Acoustics, Analysis and AI (3AI)
The Acoustics, Analysis and AI (3AI) group at the IT:U Austria in Linz explores how mathematics, acoustics, and artificial intelligence can work together. We study interpretable, hybrid AI systems for sound analysis—combining deep learning with mathematical structure and human insight. Our research ranges from signal processing and hearing models to bioacoustics and mathematical foundations, aiming to bridge human and machine understanding of acoustic phenomena.
Connecting mathematics, acoustics, and artificial intelligence
Nowadays, artificial intelligence is everywhere — impacting our daily lives and transforming nearly all research domains, including acoustics. From speech recognition and noise reduction to spatial hearing and bioacoustics, AI-driven models are changing how we understand, simulate, and process sound. Deep neural networks and other learning-based models have shown enormous potential to benefit society and have become powerful tools for scientific discovery. At the same time, concerns remain that AI may replace or overshadow human reasoning and perception. The grand challenge for the future is therefore to understand how human and artificial intelligence can cooperate and complement each other—especially in the analysis and understanding of sound.

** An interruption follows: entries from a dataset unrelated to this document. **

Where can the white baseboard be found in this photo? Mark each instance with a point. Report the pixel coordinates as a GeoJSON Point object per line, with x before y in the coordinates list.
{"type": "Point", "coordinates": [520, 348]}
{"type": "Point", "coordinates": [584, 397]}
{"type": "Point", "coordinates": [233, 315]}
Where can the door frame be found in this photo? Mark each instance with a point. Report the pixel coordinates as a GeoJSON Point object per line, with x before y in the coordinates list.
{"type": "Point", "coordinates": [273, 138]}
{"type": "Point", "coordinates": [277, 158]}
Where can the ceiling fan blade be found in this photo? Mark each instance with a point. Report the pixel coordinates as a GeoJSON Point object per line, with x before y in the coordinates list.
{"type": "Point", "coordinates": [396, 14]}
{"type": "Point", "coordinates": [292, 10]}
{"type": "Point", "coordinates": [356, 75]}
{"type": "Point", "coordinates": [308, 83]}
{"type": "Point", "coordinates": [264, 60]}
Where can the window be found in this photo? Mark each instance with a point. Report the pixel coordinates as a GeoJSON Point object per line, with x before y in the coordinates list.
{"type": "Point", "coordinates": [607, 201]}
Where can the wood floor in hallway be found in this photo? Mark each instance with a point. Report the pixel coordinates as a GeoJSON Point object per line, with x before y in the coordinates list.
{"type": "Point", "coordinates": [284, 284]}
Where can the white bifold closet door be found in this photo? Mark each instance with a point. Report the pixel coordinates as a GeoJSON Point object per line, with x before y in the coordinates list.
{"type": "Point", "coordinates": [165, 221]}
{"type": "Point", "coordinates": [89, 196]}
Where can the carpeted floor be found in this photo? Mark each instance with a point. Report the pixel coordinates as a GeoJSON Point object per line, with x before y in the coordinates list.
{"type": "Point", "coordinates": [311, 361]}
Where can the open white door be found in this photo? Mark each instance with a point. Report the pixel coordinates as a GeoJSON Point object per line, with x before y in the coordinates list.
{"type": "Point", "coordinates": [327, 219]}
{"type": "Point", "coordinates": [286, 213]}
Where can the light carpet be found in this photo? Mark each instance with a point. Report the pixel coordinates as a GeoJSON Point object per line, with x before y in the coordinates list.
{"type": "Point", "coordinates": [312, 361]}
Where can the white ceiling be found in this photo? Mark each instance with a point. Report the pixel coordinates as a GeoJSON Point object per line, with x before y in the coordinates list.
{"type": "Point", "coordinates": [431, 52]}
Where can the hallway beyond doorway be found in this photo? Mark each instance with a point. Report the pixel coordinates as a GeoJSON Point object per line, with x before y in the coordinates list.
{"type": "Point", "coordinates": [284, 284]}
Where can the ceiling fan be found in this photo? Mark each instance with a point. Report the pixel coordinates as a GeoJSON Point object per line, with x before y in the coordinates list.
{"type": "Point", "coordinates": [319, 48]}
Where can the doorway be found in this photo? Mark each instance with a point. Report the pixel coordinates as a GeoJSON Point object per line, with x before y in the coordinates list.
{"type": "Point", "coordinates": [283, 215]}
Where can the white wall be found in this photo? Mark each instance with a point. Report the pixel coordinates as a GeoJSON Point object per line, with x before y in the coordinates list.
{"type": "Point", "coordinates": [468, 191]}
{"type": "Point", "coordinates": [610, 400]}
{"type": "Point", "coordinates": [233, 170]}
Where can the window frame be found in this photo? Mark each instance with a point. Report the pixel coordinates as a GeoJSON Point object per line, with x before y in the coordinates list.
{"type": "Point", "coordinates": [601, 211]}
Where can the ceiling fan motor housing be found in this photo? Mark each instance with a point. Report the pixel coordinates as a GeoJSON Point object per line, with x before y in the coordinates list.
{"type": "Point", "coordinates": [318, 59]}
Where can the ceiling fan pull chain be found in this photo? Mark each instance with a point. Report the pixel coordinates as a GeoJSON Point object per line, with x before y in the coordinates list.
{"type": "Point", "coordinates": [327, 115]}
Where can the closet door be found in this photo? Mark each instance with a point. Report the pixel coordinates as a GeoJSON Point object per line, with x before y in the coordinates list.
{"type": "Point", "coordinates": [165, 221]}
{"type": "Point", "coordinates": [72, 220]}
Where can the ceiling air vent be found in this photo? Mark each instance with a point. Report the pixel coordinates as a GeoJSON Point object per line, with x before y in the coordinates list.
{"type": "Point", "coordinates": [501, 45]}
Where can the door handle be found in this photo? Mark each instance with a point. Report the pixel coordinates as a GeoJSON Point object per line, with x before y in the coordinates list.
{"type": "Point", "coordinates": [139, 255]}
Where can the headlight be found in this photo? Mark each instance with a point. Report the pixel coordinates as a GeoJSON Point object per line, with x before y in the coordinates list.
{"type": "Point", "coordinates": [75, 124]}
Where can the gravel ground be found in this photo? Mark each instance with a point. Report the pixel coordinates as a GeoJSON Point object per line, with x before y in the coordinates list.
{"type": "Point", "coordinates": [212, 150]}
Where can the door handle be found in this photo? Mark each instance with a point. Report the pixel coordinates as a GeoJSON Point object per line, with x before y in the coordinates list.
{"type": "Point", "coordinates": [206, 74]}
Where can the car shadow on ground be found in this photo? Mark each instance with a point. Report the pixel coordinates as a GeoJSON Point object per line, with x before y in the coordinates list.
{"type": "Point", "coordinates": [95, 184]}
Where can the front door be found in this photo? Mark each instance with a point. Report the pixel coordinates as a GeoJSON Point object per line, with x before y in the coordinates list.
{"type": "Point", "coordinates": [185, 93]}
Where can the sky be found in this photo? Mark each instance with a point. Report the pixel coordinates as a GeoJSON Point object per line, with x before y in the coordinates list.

This interaction is explored scientifically at the intersection of acoustics, mathematics, and machine learning. Our goal is to build rigorous mathematical foundations and develop interpretable, hybrid AI systems that serve human understanding—particularly in the study of auditory phenomena and the design of intelligent acoustic technologies.

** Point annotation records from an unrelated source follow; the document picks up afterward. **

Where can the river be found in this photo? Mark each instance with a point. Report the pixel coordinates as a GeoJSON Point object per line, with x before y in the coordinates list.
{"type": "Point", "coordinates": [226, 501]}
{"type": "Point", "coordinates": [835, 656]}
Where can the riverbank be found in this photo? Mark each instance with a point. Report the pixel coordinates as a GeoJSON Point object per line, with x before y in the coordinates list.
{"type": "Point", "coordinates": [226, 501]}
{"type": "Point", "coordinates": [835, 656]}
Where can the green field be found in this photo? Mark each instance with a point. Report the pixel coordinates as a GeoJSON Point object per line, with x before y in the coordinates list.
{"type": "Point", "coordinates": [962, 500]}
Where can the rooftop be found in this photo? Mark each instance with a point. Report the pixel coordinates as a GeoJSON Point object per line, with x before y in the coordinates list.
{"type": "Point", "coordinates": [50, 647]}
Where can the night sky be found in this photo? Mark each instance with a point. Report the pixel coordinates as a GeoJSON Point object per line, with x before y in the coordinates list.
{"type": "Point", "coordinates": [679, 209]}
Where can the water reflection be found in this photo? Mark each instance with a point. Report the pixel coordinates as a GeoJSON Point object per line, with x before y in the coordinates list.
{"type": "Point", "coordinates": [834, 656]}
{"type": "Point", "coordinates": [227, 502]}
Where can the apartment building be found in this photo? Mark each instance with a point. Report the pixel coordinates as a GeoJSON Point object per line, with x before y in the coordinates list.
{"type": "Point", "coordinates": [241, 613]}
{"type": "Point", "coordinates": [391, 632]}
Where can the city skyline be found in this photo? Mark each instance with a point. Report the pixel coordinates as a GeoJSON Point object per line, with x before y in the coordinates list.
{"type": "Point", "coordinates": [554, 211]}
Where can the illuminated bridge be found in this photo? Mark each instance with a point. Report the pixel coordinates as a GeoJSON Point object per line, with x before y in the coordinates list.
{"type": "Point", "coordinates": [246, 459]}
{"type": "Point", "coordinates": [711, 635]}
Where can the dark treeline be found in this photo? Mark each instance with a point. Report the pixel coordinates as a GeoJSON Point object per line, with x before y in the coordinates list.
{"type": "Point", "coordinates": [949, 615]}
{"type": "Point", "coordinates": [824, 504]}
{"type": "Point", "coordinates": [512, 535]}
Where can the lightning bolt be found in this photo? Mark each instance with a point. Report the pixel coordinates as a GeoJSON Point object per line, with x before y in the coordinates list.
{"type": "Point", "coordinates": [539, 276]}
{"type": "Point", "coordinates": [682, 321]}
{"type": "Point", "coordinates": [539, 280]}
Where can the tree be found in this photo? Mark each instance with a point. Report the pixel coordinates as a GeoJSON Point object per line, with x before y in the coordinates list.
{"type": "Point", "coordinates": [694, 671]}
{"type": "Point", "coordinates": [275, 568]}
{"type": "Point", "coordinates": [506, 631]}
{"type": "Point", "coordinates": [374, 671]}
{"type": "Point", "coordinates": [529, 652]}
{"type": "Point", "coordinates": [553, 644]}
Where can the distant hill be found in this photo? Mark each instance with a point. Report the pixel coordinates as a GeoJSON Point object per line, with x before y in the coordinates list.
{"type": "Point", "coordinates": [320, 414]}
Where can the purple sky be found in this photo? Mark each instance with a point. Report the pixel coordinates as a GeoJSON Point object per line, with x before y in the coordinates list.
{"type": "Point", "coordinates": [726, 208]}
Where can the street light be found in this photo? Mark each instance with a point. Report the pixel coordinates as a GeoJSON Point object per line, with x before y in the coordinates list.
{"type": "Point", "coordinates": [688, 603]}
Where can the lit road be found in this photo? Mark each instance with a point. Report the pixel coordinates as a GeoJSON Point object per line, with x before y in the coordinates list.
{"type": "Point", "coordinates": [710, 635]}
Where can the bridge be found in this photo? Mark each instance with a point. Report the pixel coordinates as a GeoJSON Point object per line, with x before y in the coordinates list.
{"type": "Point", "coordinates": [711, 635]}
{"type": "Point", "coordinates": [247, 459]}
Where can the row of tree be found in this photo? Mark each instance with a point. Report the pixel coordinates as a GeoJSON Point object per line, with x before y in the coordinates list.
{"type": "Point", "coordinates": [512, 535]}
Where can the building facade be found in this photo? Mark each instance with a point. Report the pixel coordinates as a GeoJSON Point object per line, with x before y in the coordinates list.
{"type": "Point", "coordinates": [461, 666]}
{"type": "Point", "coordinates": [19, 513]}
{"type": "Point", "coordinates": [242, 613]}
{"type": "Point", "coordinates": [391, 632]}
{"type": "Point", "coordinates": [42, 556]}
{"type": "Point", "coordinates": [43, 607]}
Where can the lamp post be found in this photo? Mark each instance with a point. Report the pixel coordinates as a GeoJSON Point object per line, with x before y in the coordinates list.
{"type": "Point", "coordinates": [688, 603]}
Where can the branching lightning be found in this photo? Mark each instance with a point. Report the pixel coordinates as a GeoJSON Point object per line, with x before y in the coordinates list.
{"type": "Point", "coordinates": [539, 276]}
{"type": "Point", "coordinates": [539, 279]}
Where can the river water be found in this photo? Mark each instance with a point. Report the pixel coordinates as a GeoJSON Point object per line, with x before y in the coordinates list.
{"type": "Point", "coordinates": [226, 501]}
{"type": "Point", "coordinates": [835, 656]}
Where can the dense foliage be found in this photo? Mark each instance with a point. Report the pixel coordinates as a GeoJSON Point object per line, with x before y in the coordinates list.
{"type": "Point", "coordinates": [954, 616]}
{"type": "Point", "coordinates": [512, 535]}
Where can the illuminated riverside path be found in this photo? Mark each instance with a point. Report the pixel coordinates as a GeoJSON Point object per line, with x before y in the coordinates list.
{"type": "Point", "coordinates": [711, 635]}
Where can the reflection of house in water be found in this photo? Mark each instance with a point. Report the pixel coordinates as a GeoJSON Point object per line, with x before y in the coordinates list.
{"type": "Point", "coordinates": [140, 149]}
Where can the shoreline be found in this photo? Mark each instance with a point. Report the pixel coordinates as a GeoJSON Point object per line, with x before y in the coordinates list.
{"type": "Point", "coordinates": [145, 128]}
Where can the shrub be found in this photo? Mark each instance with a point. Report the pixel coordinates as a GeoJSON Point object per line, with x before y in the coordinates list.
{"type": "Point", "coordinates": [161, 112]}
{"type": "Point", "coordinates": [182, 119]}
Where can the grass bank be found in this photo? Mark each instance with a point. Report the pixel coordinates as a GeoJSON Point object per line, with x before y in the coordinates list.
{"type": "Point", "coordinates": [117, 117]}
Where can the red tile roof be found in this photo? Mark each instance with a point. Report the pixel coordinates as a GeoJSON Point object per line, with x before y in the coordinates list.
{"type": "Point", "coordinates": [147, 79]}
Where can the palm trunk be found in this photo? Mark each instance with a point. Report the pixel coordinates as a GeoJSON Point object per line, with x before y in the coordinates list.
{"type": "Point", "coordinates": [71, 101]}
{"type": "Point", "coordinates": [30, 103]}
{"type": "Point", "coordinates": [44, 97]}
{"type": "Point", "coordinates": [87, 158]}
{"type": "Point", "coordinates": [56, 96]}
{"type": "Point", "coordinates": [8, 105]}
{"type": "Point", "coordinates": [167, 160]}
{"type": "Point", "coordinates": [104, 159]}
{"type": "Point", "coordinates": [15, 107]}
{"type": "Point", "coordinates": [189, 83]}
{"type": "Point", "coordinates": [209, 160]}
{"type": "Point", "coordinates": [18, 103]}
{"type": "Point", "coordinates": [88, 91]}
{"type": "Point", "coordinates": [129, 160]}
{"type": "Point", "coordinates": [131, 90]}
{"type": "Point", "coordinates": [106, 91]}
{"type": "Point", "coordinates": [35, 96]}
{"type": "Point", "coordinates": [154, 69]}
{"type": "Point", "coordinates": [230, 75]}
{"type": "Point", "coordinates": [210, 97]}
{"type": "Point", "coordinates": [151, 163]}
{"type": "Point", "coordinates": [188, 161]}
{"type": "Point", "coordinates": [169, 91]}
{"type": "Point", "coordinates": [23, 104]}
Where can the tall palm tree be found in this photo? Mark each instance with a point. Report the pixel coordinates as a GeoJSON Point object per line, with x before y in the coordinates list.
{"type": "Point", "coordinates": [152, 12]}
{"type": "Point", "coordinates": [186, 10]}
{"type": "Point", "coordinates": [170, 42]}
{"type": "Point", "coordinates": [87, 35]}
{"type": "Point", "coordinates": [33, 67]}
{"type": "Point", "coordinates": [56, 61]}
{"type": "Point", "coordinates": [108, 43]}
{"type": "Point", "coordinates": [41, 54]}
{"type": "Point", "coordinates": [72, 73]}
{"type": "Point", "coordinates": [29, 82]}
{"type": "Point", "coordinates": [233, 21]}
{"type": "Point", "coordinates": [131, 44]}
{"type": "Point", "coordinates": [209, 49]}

This group cooperates closely with the Acoustics Research Institute of the Austrian Academy of Sciences.
The group’s research combines theoretical mathematics, signal processing, numerical acoustics, and modern AI, for example in the following complementary project lines:
- Hybrid Data-Processing:
We study how human expert knowledge and data-driven machine learning can be combined effectively. In audio processing, this concerns whether to pre-process input signals using human-designed time-frequency representations or to use fully end-to-end models. Building our recent work on hybrid filter banks, we pursue new mathematical and computational approaches that merge the strengths of both paradigms.

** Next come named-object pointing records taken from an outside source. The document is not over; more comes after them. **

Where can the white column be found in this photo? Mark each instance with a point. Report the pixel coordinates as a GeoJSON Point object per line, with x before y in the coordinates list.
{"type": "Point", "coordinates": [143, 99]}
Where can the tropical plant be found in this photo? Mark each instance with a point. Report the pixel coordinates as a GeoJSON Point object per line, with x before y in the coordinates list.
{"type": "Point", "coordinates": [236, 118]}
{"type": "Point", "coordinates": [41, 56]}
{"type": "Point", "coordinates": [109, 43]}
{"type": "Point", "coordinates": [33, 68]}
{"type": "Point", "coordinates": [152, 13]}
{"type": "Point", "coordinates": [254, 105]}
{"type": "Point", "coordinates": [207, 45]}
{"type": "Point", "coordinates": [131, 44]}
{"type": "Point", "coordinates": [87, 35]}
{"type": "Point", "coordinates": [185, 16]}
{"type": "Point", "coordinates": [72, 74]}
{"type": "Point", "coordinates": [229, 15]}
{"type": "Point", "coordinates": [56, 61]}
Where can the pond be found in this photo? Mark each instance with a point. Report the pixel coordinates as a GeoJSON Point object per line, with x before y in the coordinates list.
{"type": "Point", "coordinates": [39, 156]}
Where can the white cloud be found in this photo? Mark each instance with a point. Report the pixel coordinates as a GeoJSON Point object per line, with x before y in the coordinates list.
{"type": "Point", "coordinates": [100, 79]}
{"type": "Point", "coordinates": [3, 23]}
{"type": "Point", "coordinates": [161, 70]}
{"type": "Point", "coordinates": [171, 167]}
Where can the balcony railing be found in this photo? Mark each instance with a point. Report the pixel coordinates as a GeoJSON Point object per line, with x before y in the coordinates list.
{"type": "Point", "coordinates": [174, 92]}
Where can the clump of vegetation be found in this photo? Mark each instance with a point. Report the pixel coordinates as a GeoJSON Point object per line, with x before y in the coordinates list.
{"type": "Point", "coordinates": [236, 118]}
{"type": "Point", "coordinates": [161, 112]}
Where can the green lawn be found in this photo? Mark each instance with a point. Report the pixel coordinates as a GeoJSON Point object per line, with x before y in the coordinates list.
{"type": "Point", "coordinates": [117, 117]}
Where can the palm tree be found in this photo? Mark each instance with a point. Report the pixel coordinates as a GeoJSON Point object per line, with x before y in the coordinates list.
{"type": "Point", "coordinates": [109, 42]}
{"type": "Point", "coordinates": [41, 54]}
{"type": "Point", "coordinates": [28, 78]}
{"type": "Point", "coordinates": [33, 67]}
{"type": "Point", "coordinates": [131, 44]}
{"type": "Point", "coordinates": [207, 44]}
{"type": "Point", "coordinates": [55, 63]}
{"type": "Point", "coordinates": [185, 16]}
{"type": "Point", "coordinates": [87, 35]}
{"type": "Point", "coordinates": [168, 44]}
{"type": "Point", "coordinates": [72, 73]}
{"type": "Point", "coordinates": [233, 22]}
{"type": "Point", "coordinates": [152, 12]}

- Hearing for and with AI:
We develop interpretable models of human hearing that use AI to advance psychoacoustic understanding. In the opposite direction, we integrate insights from auditory perception to enable machines to “hear” and analyze sounds more effectively bridging cognitive science and computational acoustics.
- Bioacoustics with AI:
Animal vocalizations and natural soundscapes contain valuable information about ecosystems and behavior. Using deep learning and signal analysis, we study the acoustic communication of species such as mice and elephants and develop AI-based measures for biodiversity and environmental monitoring.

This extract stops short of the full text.